In the past, it has been part of Bohemia, Hungary, the Habsburg Monarchy, Prussia, Germany and the Weimar Republic. Wrocław became part of Poland again in 1945 and now continues to thrive as a financial, cultural and commercial hub of western Poland.
Wrocław is a city on the Oder River in western Poland and has a population of around 630,000 people. Located at the crossroads of Central Europe, Wroclaw has had a long a varied history stretching back over a thousand years and its extensive heritage combines almost all religions and cultures of Europe.
1. Wrocławskie Centrum SPA
Besides being a spot for rest and relaxation conveniently located in the centre of town, Wrocławskie Centrum SPA is worth visiting just for its beautiful interior design.
The services offered will satisfy everybody, starting from swimmers, as there are 3 swimming pools, as well as gym or fitness club fans, or steam room lovers with various treatment rooms. Besides that the offer contains therapeutic and rehabilitating massages.
Built before the war in 1895, it is one of the most luxurious buildings in Poland. Clients have access to a pool and swimming baths, steam baths, showers, massages, a hairdresser, a restaurant and cafe and even a library.
2. Jewish Cemetery and art museum
If you walk along the high wall on Ślężna Street, you will probably miss what’s hidden behind it. If you’re a history fan, visit The Jewish Cemetery and art museum, where time slows all the way down.

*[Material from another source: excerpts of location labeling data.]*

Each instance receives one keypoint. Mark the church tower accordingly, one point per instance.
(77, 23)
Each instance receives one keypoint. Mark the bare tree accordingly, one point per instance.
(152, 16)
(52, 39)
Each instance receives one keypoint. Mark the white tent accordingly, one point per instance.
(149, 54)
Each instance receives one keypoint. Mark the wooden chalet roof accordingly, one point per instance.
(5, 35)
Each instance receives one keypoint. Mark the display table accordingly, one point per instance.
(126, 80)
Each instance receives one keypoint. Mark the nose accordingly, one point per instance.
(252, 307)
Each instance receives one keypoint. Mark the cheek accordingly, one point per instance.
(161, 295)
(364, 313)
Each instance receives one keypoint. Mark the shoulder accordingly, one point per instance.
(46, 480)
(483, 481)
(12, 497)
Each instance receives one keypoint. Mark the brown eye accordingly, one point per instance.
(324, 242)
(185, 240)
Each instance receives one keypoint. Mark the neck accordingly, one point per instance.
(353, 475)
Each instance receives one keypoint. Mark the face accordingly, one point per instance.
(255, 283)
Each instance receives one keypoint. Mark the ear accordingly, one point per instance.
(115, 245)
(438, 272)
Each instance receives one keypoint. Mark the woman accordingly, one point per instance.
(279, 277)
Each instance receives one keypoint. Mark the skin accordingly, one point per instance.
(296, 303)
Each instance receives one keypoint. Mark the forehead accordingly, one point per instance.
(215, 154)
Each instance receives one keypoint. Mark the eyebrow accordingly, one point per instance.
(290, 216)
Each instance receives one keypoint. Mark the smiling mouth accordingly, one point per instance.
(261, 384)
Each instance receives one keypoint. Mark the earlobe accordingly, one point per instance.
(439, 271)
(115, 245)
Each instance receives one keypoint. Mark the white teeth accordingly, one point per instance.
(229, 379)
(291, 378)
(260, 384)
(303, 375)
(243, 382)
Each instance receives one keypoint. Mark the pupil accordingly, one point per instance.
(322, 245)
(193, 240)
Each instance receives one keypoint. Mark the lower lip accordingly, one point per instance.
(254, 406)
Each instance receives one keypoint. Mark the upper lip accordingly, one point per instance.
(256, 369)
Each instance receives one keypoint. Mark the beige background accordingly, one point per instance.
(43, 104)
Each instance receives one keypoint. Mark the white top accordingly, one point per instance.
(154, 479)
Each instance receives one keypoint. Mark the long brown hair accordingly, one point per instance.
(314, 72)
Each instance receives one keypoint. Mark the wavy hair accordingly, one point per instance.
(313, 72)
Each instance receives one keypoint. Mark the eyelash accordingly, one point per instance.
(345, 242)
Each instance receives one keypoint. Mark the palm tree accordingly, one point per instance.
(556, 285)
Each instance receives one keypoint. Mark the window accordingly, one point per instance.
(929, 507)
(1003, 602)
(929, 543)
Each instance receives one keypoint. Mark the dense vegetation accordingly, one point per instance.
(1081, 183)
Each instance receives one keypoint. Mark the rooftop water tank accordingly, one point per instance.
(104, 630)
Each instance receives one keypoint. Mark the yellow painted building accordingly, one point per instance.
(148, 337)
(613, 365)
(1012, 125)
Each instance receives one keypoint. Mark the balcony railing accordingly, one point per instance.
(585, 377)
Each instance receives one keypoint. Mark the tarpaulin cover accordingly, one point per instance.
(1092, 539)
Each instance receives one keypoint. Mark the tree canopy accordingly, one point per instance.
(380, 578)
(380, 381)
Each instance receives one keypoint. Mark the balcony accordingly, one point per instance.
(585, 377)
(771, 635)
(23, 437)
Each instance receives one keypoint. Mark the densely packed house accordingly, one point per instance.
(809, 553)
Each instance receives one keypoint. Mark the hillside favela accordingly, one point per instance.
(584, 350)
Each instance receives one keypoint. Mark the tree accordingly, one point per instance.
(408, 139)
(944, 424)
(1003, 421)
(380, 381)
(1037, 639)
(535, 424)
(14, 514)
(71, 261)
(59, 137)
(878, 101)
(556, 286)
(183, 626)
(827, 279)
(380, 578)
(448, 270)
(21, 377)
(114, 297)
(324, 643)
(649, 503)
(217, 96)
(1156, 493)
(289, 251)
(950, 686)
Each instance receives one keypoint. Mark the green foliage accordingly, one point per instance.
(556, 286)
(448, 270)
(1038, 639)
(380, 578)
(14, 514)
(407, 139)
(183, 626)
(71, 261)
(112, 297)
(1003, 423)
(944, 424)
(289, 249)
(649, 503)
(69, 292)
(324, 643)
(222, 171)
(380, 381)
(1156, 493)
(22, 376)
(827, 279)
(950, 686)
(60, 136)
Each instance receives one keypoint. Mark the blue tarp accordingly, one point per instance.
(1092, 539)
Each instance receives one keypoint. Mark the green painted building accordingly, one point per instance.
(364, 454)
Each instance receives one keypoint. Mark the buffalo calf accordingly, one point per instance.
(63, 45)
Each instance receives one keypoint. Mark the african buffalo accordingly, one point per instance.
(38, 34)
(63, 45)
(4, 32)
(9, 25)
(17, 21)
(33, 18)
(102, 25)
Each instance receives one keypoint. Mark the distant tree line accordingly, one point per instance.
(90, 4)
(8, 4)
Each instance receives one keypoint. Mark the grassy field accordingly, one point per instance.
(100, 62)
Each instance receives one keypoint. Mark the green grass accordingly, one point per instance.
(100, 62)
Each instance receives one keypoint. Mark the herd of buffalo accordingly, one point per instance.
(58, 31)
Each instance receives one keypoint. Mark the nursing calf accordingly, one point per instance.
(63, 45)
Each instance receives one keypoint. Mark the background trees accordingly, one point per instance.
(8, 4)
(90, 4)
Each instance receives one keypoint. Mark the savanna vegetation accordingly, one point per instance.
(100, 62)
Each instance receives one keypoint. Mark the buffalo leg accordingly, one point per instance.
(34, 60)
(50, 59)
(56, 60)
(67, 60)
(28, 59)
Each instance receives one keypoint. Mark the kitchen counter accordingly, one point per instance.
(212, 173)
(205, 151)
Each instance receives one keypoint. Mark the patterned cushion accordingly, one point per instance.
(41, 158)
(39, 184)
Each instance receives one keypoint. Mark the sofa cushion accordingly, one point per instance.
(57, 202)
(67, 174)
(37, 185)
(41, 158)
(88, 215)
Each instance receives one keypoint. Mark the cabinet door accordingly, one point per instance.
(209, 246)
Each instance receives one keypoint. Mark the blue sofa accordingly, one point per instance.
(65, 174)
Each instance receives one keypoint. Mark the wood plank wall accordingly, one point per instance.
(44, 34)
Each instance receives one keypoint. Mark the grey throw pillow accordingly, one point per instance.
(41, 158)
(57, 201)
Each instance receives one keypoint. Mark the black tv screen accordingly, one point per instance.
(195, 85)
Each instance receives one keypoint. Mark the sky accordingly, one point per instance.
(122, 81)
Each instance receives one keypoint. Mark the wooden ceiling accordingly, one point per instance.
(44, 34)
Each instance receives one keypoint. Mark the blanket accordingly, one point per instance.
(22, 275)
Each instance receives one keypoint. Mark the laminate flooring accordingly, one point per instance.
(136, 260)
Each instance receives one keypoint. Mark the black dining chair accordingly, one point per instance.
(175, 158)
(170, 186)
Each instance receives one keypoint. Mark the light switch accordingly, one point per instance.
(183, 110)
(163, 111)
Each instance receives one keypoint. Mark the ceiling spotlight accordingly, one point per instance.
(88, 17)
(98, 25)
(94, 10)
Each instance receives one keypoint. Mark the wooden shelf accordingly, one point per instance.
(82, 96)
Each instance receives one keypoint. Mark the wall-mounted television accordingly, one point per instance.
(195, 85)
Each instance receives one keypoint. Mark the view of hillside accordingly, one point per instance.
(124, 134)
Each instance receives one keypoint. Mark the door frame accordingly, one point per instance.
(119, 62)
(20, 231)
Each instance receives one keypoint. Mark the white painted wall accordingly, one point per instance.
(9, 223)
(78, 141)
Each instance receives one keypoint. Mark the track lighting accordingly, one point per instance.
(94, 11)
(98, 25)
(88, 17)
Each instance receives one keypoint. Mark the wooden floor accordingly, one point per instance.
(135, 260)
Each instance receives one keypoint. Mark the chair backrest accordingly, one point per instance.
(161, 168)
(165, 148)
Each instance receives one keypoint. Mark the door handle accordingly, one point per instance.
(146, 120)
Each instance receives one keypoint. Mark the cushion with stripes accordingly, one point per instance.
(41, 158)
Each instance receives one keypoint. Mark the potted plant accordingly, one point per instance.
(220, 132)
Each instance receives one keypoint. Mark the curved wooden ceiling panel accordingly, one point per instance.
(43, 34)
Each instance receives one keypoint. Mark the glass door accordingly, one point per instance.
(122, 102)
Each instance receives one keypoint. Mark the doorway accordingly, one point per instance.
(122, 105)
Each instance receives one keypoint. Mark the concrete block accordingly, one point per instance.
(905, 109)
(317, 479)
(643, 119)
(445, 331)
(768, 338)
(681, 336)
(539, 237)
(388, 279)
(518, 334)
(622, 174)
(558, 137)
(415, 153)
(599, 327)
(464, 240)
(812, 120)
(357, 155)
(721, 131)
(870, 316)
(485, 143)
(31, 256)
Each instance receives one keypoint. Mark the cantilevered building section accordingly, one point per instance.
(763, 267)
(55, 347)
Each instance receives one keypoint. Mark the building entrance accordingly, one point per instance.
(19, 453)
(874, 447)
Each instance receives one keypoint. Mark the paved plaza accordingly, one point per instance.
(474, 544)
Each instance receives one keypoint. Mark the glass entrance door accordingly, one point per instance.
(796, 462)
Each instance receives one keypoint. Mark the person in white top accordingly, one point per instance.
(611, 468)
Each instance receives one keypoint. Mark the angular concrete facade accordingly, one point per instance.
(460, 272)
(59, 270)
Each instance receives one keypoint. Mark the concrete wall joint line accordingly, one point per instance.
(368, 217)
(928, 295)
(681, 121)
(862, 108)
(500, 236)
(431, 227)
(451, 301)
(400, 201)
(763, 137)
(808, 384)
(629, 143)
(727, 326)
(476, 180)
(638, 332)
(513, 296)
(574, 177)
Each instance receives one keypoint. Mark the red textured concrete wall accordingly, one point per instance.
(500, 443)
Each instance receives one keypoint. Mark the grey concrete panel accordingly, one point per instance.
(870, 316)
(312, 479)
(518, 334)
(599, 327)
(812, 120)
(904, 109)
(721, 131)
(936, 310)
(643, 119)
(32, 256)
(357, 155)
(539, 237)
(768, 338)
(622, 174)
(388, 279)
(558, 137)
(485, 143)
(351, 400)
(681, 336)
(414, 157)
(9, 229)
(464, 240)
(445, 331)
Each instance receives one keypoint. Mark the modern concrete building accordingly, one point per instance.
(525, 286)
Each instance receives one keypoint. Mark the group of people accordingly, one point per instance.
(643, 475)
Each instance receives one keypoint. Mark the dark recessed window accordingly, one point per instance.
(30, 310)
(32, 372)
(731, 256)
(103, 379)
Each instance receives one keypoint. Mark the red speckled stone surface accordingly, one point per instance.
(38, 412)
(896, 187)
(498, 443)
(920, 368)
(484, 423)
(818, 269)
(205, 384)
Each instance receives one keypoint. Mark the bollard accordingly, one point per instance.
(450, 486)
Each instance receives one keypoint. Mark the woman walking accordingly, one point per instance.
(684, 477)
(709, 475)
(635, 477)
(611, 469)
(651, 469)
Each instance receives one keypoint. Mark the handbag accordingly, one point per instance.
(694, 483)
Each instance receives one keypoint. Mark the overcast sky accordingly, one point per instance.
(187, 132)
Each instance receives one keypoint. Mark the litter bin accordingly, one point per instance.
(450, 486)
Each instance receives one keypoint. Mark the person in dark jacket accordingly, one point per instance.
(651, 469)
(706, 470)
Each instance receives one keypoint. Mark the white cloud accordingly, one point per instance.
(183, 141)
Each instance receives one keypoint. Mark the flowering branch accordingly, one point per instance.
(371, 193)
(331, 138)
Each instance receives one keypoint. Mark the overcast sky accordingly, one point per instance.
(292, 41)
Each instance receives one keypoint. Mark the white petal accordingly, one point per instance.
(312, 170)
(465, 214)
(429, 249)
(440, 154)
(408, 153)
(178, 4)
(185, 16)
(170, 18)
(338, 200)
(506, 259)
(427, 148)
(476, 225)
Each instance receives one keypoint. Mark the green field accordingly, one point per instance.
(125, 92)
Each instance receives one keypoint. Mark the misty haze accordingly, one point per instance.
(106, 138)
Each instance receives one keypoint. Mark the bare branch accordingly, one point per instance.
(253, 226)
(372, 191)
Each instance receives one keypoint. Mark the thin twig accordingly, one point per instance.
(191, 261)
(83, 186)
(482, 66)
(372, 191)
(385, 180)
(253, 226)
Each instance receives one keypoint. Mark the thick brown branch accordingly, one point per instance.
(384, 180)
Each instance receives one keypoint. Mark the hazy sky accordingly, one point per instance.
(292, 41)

We recommend spending a few hours for this experience. Walk amongst sepulchral art, unusual ornamentation and beautiful architecture and really get to know the lives and stories of 12,000+ people buried here. Renowned people buried at the cemetery include Isidor and Neander Alexander, Leopold Auerbach, Julius Cohn, Heinrich Graetz, Friederike Kempner and Ferdinand Lassalle.
3. Gondola Bay
Why not experience the city of Wroclaw by water on the Odra river? Rent a row boat, canoe, motorboat or even gondola at the ‘Venice of the Eastern Europe’.
Gondola Bay is located on Purkyniego Street, between the National Museum (pl. Muzeum Narodowe) and Polish Hill (pl. Wzgórze Polskie) and is open between April and October.
4. Młyn Sułkowice market
Wroclaw is the home of many unique bazaars and market places, where you can buy everything from antiques to fresh fruit. There are few which are open throughout the week. Some of them only once in a week (Saturday, Sunday)or even once in a month.
One of our favourites is the market near Młyn Sułkowice, which is open every Sunday. Try to get there as early as you can, so you don’t miss out on the best stuff!
If you hunt through the hundreds of stalls in the market, you may be able to get your hands on some real treasures! We’ve been able to find some amazing vintage pieces, bicycles, a few pieces of furniture, electronics and delicious organic produce.
5. Inglica in front of centennial Hall
Iglica (meaning “spire” or “needle”) is a monument, a needle-shaped building, located just in front of Centennial Hall in Wroclaw. Initially it was 106 meters tall, but has had now 10 meters removed from the top, during the last renovation.
In 1948 Polish Communists built Inglica for an exhibition to celebrate receiving control over the “Regained Territories” after World War II.
Originally, Iglica was topped by a shield of rotating mirrors, which gave it a unique umbrella-inspired look during the day. And at night, it was the home of some spectacular light effects. Unfortunately, lightning destroyed the amazing design, just before the official opening and the shield was never repaired.
Fun fact: In 2007, Iglica was turned into Europe’s tallest Christmas tree.